The BRJS.getFileIterator()
convenience method will also be made available via BRJS.io()
, but will be re-implemented on top of the createMemoizationGuard()
method, so we will end up with:
brjs.io().getFileIterator(dir1);
Given that most methods within most classes will benefit from memoization, we are going to end up with a large job to make all these methods memoizing methods, and as a result wiil end up with much more complicated classes as a result of all this memoization boiler-plate. A potentially quicker approach, that would also give us simpler and easier to maintain code, would be use to an AOP compiler like AspectJ.
By using the AspectJ compiler our model code would instead look like this:
private Foo foo;
private Bar bar;
@Memoizable
public Foo getFoo() {
return createNewFoo();
}
@Memoizable(dirs={"dir1", "dir2"})
public Bar getBar() {
return createNewBar();
}
Here, the Memoizable
annotation could be applied to any class that implements a new Directory
interface (which Node
automatically would), having following methods:
interface Directory {
File dir();
}
Then, classes that applied the @Memoizable
annotation without providing any attributes would default to using dir()
, whereas if the dirs
attribute was provided, its values would be relative to dir()
.
Although using AspectJ provides many advantages, it also imposes some limitations that must be taken into account:
- We become limited to using the AspectJ compiler (a modified Eclipse compiler) to compile our source code.
- Support for new versions of Java (e.g. Java8) will lag behind the normal release date (historically, by between 12 to 15 months).
- The AspectJ compiler is not supported by Gradle out-of-the-box, so we would need to use a third-party plug-in or recipe.
- There may be some re-factorings that can only be done if you have an AspectJ plug-in installed for your IDE, though plug-ins are available for Eclipse, IntelliJ & Netbeans, etc.
By making use of Java 8's lambda syntax, we can remove almost all of the boiler plate associated with memoization, without the need for AOP:
private MemoizedValue<Foo> foo = new MemoizedValue<>(dir());
private MemoizedValue<Bar> bar = new MemoizedValue<>(file("dir1"), file("dir2"));
public Foo getFoo() {
return foo.value(() -> {
return new Foo(getBar());
});
}
public Bar getBar() {
return bar.value(() -> {
return new Bar(getBaz());
});
}
Additionally, switching to Java 8 has a number of associated advantages:
- We can start making use of streams to parallelize our workload across the available cores provided by the CPU.
- Plug-ins can make use of the Nashorn compiler to run JavaScript efficiently.

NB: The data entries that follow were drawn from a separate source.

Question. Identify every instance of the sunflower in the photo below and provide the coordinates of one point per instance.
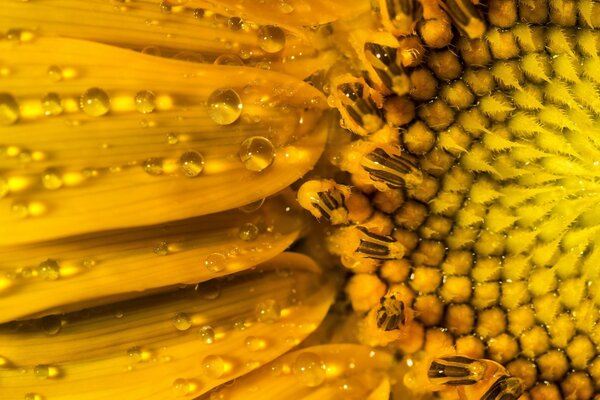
(160, 162)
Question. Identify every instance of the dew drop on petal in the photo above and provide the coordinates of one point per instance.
(49, 270)
(271, 38)
(268, 311)
(52, 104)
(215, 262)
(161, 249)
(213, 366)
(309, 369)
(248, 231)
(153, 166)
(9, 109)
(52, 179)
(235, 23)
(145, 102)
(257, 153)
(207, 334)
(191, 163)
(182, 321)
(224, 106)
(94, 102)
(44, 371)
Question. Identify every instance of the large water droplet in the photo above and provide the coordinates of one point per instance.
(145, 101)
(161, 249)
(271, 38)
(207, 334)
(95, 102)
(268, 311)
(52, 104)
(44, 371)
(257, 153)
(49, 270)
(192, 163)
(213, 366)
(248, 231)
(309, 369)
(215, 262)
(235, 23)
(183, 387)
(9, 109)
(52, 179)
(182, 321)
(153, 166)
(224, 106)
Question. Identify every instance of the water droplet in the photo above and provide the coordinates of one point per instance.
(207, 334)
(145, 101)
(19, 209)
(55, 73)
(52, 179)
(198, 13)
(271, 38)
(228, 59)
(213, 366)
(215, 262)
(49, 270)
(251, 207)
(161, 249)
(183, 387)
(44, 371)
(51, 324)
(94, 102)
(268, 311)
(153, 166)
(9, 109)
(240, 325)
(4, 189)
(182, 321)
(248, 231)
(257, 153)
(224, 106)
(309, 369)
(254, 343)
(172, 138)
(52, 104)
(235, 23)
(192, 163)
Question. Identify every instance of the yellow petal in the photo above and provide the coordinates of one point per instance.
(72, 273)
(159, 347)
(336, 371)
(119, 170)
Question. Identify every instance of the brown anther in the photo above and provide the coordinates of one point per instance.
(436, 33)
(445, 64)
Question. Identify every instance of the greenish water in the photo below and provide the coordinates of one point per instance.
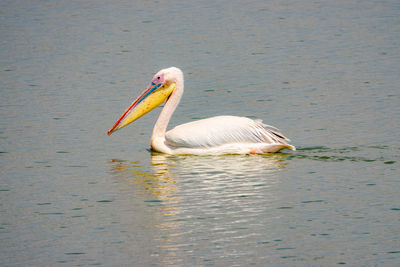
(326, 74)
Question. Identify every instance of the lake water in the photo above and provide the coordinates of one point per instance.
(327, 74)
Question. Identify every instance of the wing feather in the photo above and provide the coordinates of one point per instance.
(220, 130)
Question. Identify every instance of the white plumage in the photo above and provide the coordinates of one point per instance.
(221, 130)
(212, 136)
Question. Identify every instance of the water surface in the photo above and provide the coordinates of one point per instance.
(326, 74)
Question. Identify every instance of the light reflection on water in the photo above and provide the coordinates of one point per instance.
(200, 200)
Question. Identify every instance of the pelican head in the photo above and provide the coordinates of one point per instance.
(161, 87)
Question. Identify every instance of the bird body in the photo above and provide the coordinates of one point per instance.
(211, 136)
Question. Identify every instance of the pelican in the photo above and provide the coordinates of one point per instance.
(213, 136)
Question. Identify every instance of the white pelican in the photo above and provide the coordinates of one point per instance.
(212, 136)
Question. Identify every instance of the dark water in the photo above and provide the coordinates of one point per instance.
(326, 73)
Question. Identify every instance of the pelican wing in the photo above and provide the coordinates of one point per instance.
(220, 130)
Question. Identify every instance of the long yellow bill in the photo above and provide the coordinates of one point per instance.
(152, 97)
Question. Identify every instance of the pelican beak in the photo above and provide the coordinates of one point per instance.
(152, 97)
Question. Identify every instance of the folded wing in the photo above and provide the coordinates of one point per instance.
(221, 130)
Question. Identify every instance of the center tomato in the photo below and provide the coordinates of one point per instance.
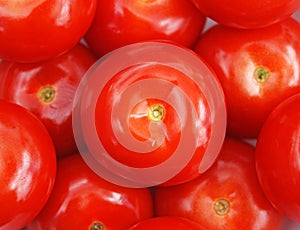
(149, 114)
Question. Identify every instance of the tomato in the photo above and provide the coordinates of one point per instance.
(257, 70)
(48, 89)
(37, 30)
(148, 114)
(27, 166)
(122, 22)
(247, 14)
(167, 222)
(227, 196)
(277, 157)
(82, 200)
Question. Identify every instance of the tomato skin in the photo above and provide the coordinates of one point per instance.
(81, 198)
(227, 196)
(27, 166)
(122, 22)
(167, 222)
(247, 14)
(24, 83)
(33, 31)
(277, 157)
(134, 147)
(256, 68)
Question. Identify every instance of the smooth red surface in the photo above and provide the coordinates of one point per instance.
(278, 155)
(167, 222)
(122, 22)
(81, 198)
(247, 14)
(113, 100)
(236, 54)
(27, 166)
(21, 83)
(233, 178)
(37, 30)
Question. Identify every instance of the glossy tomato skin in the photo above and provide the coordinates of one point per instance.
(82, 200)
(247, 14)
(277, 157)
(150, 113)
(47, 89)
(227, 196)
(122, 22)
(35, 30)
(256, 68)
(167, 222)
(27, 166)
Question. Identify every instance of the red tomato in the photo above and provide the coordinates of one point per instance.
(36, 30)
(227, 196)
(278, 157)
(48, 89)
(27, 166)
(257, 70)
(150, 113)
(122, 22)
(167, 222)
(82, 200)
(247, 14)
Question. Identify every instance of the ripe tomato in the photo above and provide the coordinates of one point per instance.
(227, 196)
(36, 30)
(149, 113)
(122, 22)
(82, 200)
(257, 70)
(247, 14)
(277, 157)
(27, 166)
(167, 222)
(48, 89)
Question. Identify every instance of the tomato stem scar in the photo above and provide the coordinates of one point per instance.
(156, 112)
(47, 94)
(96, 226)
(261, 74)
(221, 206)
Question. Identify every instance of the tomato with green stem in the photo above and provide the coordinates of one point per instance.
(82, 200)
(226, 196)
(47, 89)
(257, 69)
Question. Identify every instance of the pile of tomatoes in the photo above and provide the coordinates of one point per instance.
(179, 114)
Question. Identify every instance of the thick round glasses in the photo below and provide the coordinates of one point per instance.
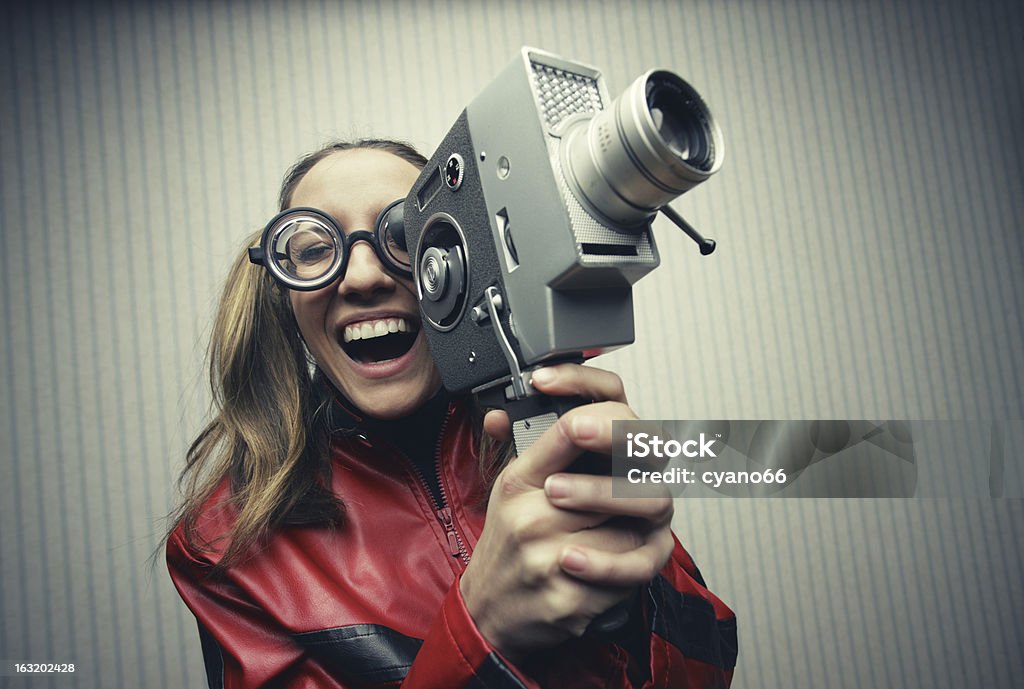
(305, 249)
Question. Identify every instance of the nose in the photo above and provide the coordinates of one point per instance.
(365, 275)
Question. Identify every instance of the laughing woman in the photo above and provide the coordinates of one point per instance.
(348, 523)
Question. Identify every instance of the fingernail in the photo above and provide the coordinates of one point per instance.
(557, 486)
(585, 427)
(543, 376)
(574, 560)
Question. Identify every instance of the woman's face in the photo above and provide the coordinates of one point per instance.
(365, 329)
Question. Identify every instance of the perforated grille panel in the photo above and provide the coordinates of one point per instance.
(562, 93)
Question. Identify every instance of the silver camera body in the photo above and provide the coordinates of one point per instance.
(531, 221)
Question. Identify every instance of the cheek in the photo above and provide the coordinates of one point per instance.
(308, 311)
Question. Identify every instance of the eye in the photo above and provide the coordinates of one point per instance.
(311, 254)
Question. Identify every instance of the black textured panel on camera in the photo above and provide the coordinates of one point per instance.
(468, 354)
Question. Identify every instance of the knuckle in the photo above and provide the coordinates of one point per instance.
(663, 509)
(510, 484)
(525, 526)
(537, 567)
(616, 387)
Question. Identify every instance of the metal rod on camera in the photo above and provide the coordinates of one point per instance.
(707, 246)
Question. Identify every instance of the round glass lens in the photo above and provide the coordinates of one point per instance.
(305, 249)
(391, 237)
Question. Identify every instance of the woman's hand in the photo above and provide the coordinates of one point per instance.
(557, 550)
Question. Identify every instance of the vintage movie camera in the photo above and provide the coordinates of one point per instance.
(532, 220)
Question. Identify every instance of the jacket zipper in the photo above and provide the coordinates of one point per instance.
(443, 513)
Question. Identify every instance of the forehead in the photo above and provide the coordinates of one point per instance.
(354, 185)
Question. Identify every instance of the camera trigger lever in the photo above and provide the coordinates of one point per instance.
(707, 245)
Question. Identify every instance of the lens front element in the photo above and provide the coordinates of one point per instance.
(655, 141)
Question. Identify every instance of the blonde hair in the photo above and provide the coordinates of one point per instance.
(269, 431)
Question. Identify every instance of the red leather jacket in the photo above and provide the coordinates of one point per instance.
(376, 603)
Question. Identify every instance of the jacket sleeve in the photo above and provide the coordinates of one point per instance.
(692, 634)
(245, 647)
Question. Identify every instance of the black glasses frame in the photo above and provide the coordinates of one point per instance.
(389, 222)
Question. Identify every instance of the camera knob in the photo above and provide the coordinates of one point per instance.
(434, 273)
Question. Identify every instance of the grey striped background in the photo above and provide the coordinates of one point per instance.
(869, 266)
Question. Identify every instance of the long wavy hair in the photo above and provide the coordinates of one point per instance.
(269, 430)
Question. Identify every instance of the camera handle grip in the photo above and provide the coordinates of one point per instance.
(530, 417)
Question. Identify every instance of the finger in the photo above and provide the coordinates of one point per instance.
(498, 426)
(635, 567)
(587, 427)
(597, 493)
(572, 379)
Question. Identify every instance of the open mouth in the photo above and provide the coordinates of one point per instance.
(379, 340)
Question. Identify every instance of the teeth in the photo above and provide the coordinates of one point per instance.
(371, 329)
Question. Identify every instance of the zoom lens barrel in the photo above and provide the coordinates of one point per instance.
(655, 141)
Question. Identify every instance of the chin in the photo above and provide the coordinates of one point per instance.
(392, 403)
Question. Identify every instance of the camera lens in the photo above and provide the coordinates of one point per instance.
(655, 141)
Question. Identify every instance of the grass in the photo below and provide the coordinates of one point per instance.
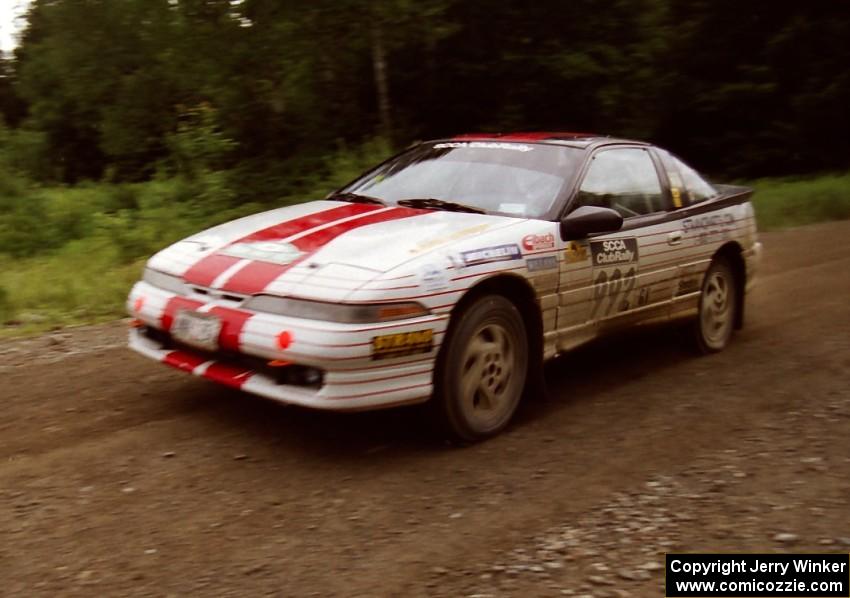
(69, 256)
(785, 202)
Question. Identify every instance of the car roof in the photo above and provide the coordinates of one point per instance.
(569, 138)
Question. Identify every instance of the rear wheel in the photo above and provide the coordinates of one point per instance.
(718, 306)
(483, 370)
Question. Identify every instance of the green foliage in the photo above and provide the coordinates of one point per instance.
(70, 254)
(780, 203)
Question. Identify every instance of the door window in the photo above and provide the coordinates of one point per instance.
(624, 180)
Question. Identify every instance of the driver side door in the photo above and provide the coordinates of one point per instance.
(627, 275)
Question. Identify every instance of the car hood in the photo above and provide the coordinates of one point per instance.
(284, 250)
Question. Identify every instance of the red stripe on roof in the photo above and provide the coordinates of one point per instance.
(206, 270)
(232, 323)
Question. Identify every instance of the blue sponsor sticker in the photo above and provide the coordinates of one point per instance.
(541, 263)
(499, 253)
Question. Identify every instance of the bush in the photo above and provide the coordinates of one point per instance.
(780, 203)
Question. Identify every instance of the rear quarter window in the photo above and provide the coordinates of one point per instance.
(687, 186)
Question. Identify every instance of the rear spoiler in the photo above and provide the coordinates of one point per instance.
(734, 191)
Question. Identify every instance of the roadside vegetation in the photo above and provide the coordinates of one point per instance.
(205, 110)
(69, 255)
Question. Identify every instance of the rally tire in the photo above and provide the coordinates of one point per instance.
(482, 370)
(718, 308)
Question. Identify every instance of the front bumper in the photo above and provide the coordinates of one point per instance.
(353, 378)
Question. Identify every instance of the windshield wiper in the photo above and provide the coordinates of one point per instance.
(439, 204)
(354, 198)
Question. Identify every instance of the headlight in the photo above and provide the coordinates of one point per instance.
(336, 312)
(166, 282)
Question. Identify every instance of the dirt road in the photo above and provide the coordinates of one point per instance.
(122, 477)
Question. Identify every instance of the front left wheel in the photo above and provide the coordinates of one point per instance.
(718, 308)
(483, 369)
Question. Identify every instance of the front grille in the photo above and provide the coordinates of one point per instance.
(294, 374)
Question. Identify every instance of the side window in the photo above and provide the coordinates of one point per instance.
(686, 184)
(624, 180)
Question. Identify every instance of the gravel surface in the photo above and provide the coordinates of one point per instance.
(121, 477)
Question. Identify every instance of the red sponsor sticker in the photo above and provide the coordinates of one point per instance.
(538, 242)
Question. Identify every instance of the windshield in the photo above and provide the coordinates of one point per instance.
(511, 179)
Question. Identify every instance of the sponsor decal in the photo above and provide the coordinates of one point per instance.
(538, 242)
(389, 346)
(614, 252)
(206, 270)
(455, 236)
(541, 263)
(275, 252)
(517, 147)
(677, 197)
(709, 228)
(575, 252)
(499, 253)
(433, 278)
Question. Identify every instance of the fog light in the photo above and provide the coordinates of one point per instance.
(300, 375)
(284, 339)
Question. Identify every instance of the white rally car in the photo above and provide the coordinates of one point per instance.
(450, 273)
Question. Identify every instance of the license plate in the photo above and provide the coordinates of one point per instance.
(198, 330)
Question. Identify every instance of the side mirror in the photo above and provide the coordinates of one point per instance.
(585, 220)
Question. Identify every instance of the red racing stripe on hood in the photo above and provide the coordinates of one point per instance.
(183, 360)
(256, 276)
(207, 269)
(232, 323)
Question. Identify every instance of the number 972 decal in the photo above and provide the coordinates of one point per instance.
(614, 278)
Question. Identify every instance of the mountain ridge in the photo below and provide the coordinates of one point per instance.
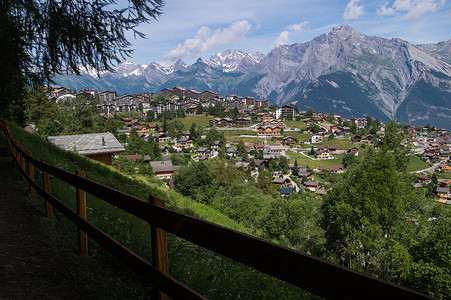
(389, 75)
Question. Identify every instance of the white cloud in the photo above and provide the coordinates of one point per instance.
(411, 9)
(284, 36)
(386, 11)
(205, 40)
(353, 10)
(298, 27)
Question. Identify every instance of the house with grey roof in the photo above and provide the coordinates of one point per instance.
(97, 146)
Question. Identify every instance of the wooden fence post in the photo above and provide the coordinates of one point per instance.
(22, 163)
(46, 182)
(81, 211)
(31, 173)
(159, 247)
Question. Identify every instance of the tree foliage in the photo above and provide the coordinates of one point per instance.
(43, 37)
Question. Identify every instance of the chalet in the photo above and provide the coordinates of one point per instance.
(332, 148)
(97, 146)
(443, 193)
(289, 140)
(311, 185)
(185, 142)
(162, 138)
(284, 182)
(133, 157)
(203, 151)
(286, 191)
(274, 122)
(354, 150)
(446, 168)
(369, 138)
(346, 130)
(359, 122)
(305, 173)
(163, 169)
(244, 165)
(274, 149)
(268, 131)
(285, 112)
(324, 154)
(444, 182)
(232, 151)
(424, 178)
(316, 139)
(106, 96)
(209, 95)
(261, 163)
(262, 103)
(356, 139)
(336, 168)
(243, 122)
(218, 122)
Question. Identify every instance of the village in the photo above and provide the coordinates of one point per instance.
(301, 149)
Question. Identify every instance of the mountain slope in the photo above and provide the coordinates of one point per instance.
(342, 71)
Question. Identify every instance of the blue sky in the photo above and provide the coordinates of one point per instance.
(199, 28)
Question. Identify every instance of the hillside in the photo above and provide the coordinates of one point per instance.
(342, 71)
(189, 263)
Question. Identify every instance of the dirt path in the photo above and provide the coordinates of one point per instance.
(31, 265)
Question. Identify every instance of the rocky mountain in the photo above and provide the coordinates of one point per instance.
(342, 71)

- We can use lambdas to simplify the many
Commander
classes used within our spec tests.
Given that some CaplinTrader users will not be able to install Java 8 on their developer machines for some time yet, for the time being we could use retrolambda (via the gradle retrolambda plug-in), to allow the use of lambdas and the Java 8 compiler now, but with all tests being run against transpiled Java 7 byte code.